The Product Data Lake is a cloud service for sharing product data in the eco-systems of manufacturers, distributors, retailers and end users of product information.
As an upstream provider of products data, being a manufacturer or upstream distributor, you have these requirements:
- When you introduces new products to the market, you want to make the related product data and digital assets available to your downstream partners in a uniform way
- When you win a new downstream partner you want the means to immediately and professionally provide product data and digital assets for the agreed range
- When you add new products to an existing agreement with a downstream partner, you want to be able to provide product data and digital assets instantly and effortless
- When you update your product data and related digital assets, you want a fast and seamless way of pushing it to your downstream partners
- When you introduce a new product data attribute or digital asset type, you want a fast and seamless way of pushing it to your downstream partners.
The Product Data Lake facilitates these requirements by letting you push your product data into the lake in your in-house structure that may or may not be fully or partly compliant to an international standard.
As an upstream provider, you may want to push product data and digital assets from several different internal sources.
The product data lake tackles this requirement by letting you operate several upload profiles.
As a downstream receiver of product data, being a downstream distributor, retailer or end user, you have these requirements:
- When you engage with a new upstream partner you want the means to fast and seamless link and transform product data and digital assets for the agreed range from the upstream partner
- When you add new products to an existing agreement with an upstream partner, you want to be able to link and transform product data and digital assets in a fast and seamless way
- When your upstream partners updates their product data and related digital assets, you want to be able to receive the updated product data and digital assets instantly and effortless
- When you introduce a new product data attribute or digital asset type, you want a fast and seamless way of pulling it from your upstream partners
- If you have a backlog of product data and digital asset collection with your upstream partners, you want a fast and cost effective approach to backfill the gap.
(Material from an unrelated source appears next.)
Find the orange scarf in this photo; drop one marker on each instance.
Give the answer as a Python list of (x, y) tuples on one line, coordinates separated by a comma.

The Product Data Lake facilitates these requirements by letting you pull your product data from the lake in your in-house structure that may or may not be fully or partly compliant to an international standard.
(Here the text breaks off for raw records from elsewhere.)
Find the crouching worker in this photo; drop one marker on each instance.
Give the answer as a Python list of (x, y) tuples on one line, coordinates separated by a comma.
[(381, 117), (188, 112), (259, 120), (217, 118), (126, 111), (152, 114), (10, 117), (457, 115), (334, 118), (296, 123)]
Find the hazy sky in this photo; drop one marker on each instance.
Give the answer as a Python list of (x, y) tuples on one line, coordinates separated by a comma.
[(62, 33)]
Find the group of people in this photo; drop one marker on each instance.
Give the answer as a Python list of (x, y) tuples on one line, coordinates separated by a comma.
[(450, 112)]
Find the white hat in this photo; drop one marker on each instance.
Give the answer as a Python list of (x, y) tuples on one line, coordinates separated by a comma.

In the Product Data Lake, you can take the role of being an upstream provider and a downstream receiver at the same time by being a midstream subscriber to the Product Data Lake. Thus, Product Data Lake covers the whole supply chain from manufacturing to retail and even the requirements of B2B (Business-to-Business) end users.
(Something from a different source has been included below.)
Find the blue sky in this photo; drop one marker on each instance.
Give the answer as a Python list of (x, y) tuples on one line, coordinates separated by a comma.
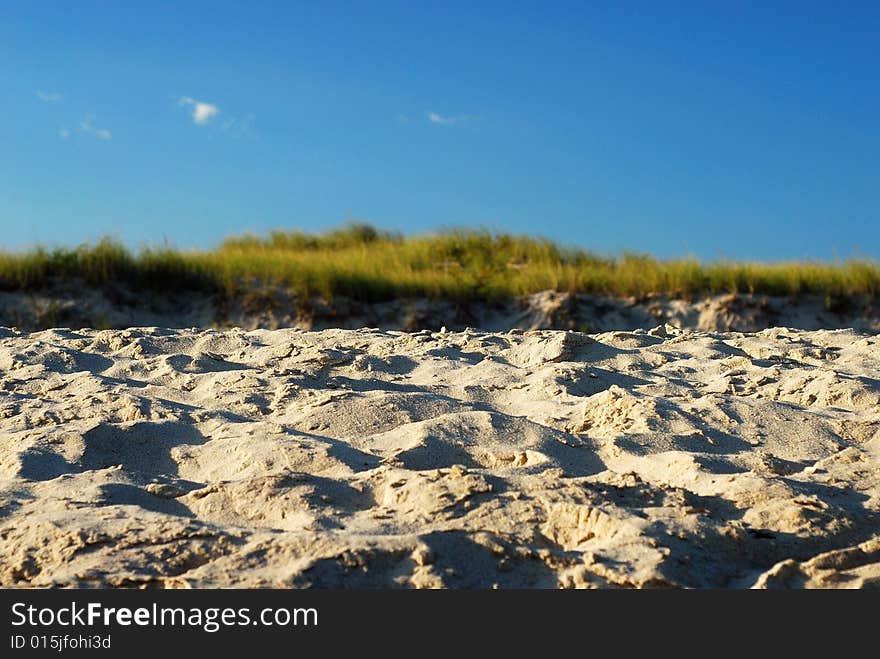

The Product Data Lake uses the data lake concept for big data by letting the transformation and linking of data between many structures be done when data are to be consumed for the first time. The goal is that the workload in this system has the resemblance of an iceberg where 10% of the ice is over water and 90 % is under water. In the Product Data Lake manually setting up the links and transformation rules should be 10 % of the duty and the rest being 90 % of the duty will be automated in the exchange zones between trading partners.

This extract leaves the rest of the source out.